Q. Will HAP reimburse for mortgage interest?

A. HAP will not reimburse for mortgage interest.

Q. Should I stop trying to sell my home after applying to HAP?

A. No. A key part of the process is your effort to sell your home at the best possible price. In order to be eligible for the program, an applicant must demonstrate a reasonable effort to sell the home. In addition, the benefits associated with a private sale are generally better than those associated with a government acquisition.

Q. What constitutes a reasonable effort to sell my home?

A. Your primary residence must be listed, actively marketed, and available for purchase for a minimum of 120 days. The applicant must demonstrate that the asking price was within the current market value of the home as determined by USACE for no less than 30 days.

Q. If I rent my home before I sell it, will it impact my HAP benefit?

A. If you are eligible for HAP benefits based upon a wound, injury or illness, your HAP benefit will not be impacted if you rent your home prior to selling. If your HAP eligibility is based upon base realignment and closure, rental income can be deducted from the benefit if you rent your home prior to selling.

Q. If I lease my home, is there any information I should include in the lease concerning HAP?

A. Any lease agreement for your home should contain the following clause: "If the leased premises are approved for purchase by the United States of America under the Homeowners Assistance Program, pursuant to P.L. 89-754 and P.L. 111-5, the Lessor shall have the right to terminate this lease by providing to the Lessee either a 30 or 60-day written notice to vacate the premises."

Q. As an example, if an applicant owns a 60-acre farm and maintains a home on the farm, how much of the property qualifies for HAP benefits?
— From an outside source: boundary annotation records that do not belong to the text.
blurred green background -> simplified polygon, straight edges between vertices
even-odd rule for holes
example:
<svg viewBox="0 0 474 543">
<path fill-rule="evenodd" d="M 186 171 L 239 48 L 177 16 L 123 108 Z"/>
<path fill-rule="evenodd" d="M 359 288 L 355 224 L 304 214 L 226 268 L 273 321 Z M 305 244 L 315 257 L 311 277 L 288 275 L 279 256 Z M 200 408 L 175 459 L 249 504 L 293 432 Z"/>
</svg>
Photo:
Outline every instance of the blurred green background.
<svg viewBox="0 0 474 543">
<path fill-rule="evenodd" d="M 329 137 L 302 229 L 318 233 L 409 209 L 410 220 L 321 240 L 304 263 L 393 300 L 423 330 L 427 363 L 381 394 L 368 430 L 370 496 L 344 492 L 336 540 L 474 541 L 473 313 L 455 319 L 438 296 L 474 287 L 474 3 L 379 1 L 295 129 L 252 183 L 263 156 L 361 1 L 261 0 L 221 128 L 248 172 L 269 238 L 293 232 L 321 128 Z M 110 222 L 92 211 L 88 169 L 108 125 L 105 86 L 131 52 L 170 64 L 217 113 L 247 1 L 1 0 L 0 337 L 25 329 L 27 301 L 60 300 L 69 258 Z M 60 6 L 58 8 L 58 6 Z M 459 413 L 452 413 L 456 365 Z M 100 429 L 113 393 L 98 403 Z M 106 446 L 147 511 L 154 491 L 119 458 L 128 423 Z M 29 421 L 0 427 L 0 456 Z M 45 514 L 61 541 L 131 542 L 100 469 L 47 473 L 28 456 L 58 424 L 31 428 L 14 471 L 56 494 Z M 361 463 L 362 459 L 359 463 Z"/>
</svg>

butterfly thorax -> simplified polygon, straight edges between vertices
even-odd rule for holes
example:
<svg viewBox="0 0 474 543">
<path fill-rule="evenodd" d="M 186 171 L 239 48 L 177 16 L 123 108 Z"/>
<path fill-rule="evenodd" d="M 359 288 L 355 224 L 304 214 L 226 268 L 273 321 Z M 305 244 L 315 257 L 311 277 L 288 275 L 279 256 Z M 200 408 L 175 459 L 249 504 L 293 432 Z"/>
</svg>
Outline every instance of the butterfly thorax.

A. Only the dwelling and the portion of the land that would reasonably constitute a residential property within the area would qualify for HAP benefits.

Q. Do I need any language concerning HAP in a purchase contract with a buyer?

A. Yes, you should include verbiage stating “Contract is contingent upon seller’s eligibility for the Homeowner’s Assistance Program”.

Q. What do I need to submit to substantiate home improvements for benefit payments?

A. The HAP program utilizes IRS Publication 552, "Recordkeeping for Individuals," to substantiate improvement expenditures submitted by applicants for benefit payments. This publication states, "Generally you prove payment with a cash receipt, financial account statement, credit card statement, canceled check, or substitute check. If you make payments in cash, you should get a dated and signed receipt showing the amount and the reason for payment. If you make payments by electronic funds transfer, you may be able to prove payment with an account statement." Pictures, ledgers, affidavits are not acceptable forms for documentation for substantiating home improvements.